New England… At Last!

Couples and families clustered along granite boulders at the summit of Cadillac Mountain in Acadia National Park, Maine, soaking in residual heat as the sun poured the last of its golden rays across the waters below. Silhouetted evergreens anchored the foreground as the gold faded and darkness enveloped us in the evening’s chill. Our headlights illuminated a porcupine foraging along the side of the road as we wound our way down the mountain. We stopped for local clams on our way through Bar Harbor, steaming them for dinner at our cozy AirBNB. It was such a lovely evening, I couldn’t help but wonder why it had taken me so long to visit New England.

I spent a year of my childhood living in Upstate New York, a logical time to explore the region, but school kept the entire family bound to Ithaca. The expeditions we did take that year headed south for my first visits to New York City and the nation’s Capital. By the time I was 7, I had road tripped from one coast of the United States to the other twice – starting in the Pacific Northwest and ending in southern California with New York as the pivot point. I added the usually elusive state of Hawaii to my list of visited states in High School. Alaska came shortly after I’d finished graduate school. I spent a year exploring Australia after that and when jested by a local for exploring foreign countries before my own, I was proud to offer that I’d seen most of the United States as well. Yet for decades my count stood at 42 states. I added Delaware and New Jersey to my list after I started spending summers in Maryland, but New England remained evasive.

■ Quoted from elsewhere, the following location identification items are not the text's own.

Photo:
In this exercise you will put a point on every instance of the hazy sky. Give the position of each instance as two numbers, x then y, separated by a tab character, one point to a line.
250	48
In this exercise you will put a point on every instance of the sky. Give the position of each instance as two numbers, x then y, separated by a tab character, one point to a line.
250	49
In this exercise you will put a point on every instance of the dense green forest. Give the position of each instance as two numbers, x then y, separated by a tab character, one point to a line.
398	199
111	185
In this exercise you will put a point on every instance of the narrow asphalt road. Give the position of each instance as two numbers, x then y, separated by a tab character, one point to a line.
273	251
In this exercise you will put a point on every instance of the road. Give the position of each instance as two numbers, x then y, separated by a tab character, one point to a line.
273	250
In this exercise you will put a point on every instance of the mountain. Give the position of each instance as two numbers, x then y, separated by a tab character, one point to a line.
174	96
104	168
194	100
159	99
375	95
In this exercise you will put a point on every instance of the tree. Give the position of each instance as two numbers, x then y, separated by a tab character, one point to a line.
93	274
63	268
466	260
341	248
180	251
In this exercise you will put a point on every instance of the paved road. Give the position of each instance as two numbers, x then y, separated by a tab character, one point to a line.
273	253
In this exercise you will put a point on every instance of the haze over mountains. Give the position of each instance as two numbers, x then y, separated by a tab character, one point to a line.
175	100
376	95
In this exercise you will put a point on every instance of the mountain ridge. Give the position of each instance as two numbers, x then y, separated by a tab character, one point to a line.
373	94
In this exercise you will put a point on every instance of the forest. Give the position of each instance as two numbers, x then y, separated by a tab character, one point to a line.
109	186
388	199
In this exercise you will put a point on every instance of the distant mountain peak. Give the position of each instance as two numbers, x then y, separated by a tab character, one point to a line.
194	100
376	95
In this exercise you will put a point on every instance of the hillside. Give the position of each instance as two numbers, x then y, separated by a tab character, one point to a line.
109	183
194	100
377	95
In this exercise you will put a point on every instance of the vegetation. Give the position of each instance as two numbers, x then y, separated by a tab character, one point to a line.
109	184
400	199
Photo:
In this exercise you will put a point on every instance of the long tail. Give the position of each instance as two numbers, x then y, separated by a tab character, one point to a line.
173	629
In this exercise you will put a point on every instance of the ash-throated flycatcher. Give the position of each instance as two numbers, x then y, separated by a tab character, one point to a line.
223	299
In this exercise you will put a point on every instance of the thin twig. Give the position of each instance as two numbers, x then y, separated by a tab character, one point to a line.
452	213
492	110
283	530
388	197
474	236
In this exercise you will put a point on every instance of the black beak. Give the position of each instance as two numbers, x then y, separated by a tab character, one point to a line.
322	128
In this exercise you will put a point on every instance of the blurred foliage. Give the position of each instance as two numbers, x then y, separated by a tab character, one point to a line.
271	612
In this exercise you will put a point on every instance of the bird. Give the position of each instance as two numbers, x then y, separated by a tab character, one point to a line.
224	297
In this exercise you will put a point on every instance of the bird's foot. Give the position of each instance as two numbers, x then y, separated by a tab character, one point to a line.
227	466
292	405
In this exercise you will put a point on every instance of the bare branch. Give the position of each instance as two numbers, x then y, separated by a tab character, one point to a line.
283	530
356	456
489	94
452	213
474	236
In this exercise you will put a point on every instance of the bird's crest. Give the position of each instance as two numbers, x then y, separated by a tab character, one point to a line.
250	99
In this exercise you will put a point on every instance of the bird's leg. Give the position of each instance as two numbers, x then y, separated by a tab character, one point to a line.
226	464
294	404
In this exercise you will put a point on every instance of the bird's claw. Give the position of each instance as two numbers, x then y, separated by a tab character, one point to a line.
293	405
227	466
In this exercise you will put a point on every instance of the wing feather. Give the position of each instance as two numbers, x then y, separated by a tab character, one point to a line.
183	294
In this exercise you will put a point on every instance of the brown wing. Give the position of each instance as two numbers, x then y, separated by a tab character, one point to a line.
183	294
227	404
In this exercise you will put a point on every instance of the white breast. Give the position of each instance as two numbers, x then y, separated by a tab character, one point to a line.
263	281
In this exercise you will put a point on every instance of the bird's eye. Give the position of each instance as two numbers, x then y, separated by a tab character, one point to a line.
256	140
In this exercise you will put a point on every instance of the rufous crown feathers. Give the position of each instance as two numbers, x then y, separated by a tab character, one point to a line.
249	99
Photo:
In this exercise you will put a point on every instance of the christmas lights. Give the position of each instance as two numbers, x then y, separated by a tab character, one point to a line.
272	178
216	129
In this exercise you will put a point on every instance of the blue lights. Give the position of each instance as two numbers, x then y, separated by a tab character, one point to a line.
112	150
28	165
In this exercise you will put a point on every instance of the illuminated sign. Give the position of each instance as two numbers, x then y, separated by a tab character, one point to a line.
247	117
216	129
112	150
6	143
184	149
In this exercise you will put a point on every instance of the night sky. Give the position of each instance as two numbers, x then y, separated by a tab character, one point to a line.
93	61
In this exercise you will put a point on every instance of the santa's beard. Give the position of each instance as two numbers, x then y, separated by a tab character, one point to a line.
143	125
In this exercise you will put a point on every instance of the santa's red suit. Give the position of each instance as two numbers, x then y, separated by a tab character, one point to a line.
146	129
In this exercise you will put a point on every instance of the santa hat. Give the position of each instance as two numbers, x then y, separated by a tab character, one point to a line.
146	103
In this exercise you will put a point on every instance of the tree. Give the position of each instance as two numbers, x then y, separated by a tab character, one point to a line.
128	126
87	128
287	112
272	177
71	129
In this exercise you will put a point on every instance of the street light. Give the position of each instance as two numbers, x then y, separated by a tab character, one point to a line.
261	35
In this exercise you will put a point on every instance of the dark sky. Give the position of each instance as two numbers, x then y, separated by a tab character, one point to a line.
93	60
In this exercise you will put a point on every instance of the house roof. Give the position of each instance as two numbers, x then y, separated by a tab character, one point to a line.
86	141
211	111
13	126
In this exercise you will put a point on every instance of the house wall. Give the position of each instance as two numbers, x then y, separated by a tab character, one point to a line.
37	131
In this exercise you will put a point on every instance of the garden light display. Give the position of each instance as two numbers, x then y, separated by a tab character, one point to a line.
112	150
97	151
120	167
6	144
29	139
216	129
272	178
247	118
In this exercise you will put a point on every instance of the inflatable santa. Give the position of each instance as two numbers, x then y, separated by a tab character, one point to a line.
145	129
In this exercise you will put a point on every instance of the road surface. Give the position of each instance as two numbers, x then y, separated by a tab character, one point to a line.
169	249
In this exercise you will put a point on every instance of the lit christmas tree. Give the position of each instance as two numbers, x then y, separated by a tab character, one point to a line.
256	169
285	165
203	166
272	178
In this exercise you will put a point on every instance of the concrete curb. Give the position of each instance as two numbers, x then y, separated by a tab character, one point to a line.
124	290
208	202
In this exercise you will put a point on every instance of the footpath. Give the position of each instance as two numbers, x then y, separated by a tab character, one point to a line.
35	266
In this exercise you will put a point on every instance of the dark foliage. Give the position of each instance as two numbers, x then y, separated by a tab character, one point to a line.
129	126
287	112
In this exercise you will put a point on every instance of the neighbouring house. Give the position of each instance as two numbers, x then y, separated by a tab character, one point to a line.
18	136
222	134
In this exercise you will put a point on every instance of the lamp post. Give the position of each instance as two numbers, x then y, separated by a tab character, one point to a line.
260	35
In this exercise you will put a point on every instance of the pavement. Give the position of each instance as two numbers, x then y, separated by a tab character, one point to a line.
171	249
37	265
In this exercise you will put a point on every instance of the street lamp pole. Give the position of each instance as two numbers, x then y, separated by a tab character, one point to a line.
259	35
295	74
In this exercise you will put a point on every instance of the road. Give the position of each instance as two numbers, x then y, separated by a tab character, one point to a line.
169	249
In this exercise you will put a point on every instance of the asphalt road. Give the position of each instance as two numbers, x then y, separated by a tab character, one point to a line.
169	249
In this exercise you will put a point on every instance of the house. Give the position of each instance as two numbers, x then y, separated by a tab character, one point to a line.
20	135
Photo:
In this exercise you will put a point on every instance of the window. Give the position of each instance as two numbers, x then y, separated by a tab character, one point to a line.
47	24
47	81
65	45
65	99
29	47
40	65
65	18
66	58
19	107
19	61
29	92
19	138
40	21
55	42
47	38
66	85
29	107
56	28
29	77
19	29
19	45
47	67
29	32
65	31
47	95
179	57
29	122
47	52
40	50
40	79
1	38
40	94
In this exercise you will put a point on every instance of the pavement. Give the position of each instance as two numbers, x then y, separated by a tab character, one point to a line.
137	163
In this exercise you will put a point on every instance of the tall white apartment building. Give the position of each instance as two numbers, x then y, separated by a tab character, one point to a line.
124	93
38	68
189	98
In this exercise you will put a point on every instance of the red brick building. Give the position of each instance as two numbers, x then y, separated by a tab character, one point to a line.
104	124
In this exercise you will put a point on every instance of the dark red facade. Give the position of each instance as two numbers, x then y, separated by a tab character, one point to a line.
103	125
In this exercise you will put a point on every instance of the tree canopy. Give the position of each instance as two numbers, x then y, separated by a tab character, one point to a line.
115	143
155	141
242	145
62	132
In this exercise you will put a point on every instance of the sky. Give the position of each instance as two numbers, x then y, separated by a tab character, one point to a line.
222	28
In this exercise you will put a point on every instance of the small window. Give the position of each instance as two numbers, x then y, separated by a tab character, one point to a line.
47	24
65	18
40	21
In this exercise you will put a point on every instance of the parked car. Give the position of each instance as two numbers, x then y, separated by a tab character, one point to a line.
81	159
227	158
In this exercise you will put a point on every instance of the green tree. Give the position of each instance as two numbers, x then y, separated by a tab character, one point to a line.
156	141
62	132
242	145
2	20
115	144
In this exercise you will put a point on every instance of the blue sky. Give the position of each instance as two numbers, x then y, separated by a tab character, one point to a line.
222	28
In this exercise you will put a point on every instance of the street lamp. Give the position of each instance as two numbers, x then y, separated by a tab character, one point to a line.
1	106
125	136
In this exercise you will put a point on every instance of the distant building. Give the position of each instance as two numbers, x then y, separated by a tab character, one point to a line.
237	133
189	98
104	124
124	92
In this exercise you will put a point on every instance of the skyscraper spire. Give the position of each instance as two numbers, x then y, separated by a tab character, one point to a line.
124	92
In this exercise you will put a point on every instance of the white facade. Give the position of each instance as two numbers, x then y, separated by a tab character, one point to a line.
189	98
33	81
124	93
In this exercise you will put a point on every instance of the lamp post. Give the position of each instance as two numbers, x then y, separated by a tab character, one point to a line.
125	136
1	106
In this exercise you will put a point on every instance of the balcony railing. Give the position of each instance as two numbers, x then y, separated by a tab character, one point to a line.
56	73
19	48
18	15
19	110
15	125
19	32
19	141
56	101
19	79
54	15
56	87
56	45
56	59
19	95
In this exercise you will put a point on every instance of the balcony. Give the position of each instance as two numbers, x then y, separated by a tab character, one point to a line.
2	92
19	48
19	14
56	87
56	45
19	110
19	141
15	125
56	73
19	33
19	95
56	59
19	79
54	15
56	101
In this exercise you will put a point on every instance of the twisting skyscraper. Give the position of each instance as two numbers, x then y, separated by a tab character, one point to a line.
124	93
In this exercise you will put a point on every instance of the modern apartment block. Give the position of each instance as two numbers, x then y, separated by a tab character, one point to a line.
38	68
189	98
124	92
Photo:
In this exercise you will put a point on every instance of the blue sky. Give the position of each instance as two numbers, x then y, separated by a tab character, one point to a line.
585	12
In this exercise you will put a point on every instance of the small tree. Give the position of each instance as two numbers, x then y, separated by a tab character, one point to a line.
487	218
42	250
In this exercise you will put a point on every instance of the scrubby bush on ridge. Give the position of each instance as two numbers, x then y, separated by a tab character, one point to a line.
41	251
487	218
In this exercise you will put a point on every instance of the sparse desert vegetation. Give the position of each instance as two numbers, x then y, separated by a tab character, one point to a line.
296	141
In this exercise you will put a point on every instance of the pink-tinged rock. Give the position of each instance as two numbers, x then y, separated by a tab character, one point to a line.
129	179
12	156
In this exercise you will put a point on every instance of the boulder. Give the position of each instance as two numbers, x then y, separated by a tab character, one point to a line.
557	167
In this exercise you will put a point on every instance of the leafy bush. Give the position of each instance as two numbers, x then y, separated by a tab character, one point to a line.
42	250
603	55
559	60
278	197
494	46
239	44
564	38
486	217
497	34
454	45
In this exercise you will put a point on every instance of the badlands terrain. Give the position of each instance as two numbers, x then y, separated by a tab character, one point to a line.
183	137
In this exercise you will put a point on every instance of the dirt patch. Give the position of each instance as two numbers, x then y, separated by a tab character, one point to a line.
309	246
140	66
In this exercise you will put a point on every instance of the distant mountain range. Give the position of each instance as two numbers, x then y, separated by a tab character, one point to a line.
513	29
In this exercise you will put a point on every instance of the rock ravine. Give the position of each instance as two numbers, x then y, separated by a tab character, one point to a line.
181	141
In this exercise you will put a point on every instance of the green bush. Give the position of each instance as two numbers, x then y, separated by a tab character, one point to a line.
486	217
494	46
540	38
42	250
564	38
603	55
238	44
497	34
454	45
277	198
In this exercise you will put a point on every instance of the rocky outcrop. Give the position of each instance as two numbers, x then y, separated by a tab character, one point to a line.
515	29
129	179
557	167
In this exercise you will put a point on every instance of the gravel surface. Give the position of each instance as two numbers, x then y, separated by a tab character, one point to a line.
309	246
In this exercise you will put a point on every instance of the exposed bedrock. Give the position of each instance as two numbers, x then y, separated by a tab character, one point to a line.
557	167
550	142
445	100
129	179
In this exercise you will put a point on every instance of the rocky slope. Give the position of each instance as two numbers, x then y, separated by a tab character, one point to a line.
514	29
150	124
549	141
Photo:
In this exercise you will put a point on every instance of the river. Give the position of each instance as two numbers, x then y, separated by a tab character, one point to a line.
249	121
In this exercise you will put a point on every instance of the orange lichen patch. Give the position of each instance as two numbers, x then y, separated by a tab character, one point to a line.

Perhaps because I’ve experienced so few autumn tree-turnings in my life, I wanted my New England visit to be the classic fall road trip. I yearned for hillsides with impressionist strokes of red, orange, and yellow. Covered bridges over gurgling streams with a backdrop of this autumnal palette. I envisioned chilly evenings with fresh-pressed cider by a blazing fire, and crisp mornings with steaming pancakes doused in local maple syrup. I had tried planning this idyllic vacation several times, but other trips, deadlines, and then Covid got in the way. The year of the Pandemic, I substituted a trip to Maryland’s western mountains and saw some beautiful colors, and even a couple of bears, but it did nothing for my overall state tally. I didn’t mind at the time, despite how it might sound here, I’ve never been preoccupied with completing my list of states and I wanted this trip in particular to be the one I’d dreamed of. Yet there’s something about milestones and the passing of time that makes one reconsider and with 50 bobbing ever closer on my horizon, I felt compelled this summer to see all 50 states – 50 by 50.

The Catskill Mountains felt somehow familiar, long-lost childhood memories perhaps, as New York City traffic faded from the roads. Cars disappeared entirely and smaller roads twisted through more forested mountains and historic-feeling towns as I crossed into Vermont. Temperatures dropped, apple-cider donut signs appeared above roadside shops, and my AirBNB proved to be a veritable log cabin. I visited a friend’s sprawling farm, much self-built, nearly off-the grid, and surrounded by acres of forest. An ancient meeting house stood a few miles away, its original town long having abandoned it for more prosperous river-front, but still hosting forums for its new community.

I visited a multi-generational summer camp along the bank of Trickey Pond in Maine, and another type of multi-generational camp along the extensive peninsulas of Harpswell – camp also being the local term for a seasonal cabin. In addition to the foraging porcupine, I saw red squirrels, a mink, and gray and harbor seals, in and around Acadia National Park. Just beyond the national park, I strolled along a historic carriage road through a privately-maintained dog-friendly park where my golden retriever gleefully swam and romped with local goldens, terriers, and other retrievers. I drove through quaint fishing towns, spending a couple of nights in historic Gloucester, Massachusetts. I enjoyed scenery across New Hampshire, Rhode Island, and Connecticut, sprinkled with the occasional red or orange, early-turning tree. And of course, I sampled American lobster in various forms – the best by far purchased directly by a friend fresh from her local lobster pound and boiled in seawater collected from her camp’s beach. My trip may have lacked the autumnal pizazz I’d envisioned, but there was a hint of fall and it was a solid taste of classic New England that included all my dreamed-about activities, including completing 50 by 50.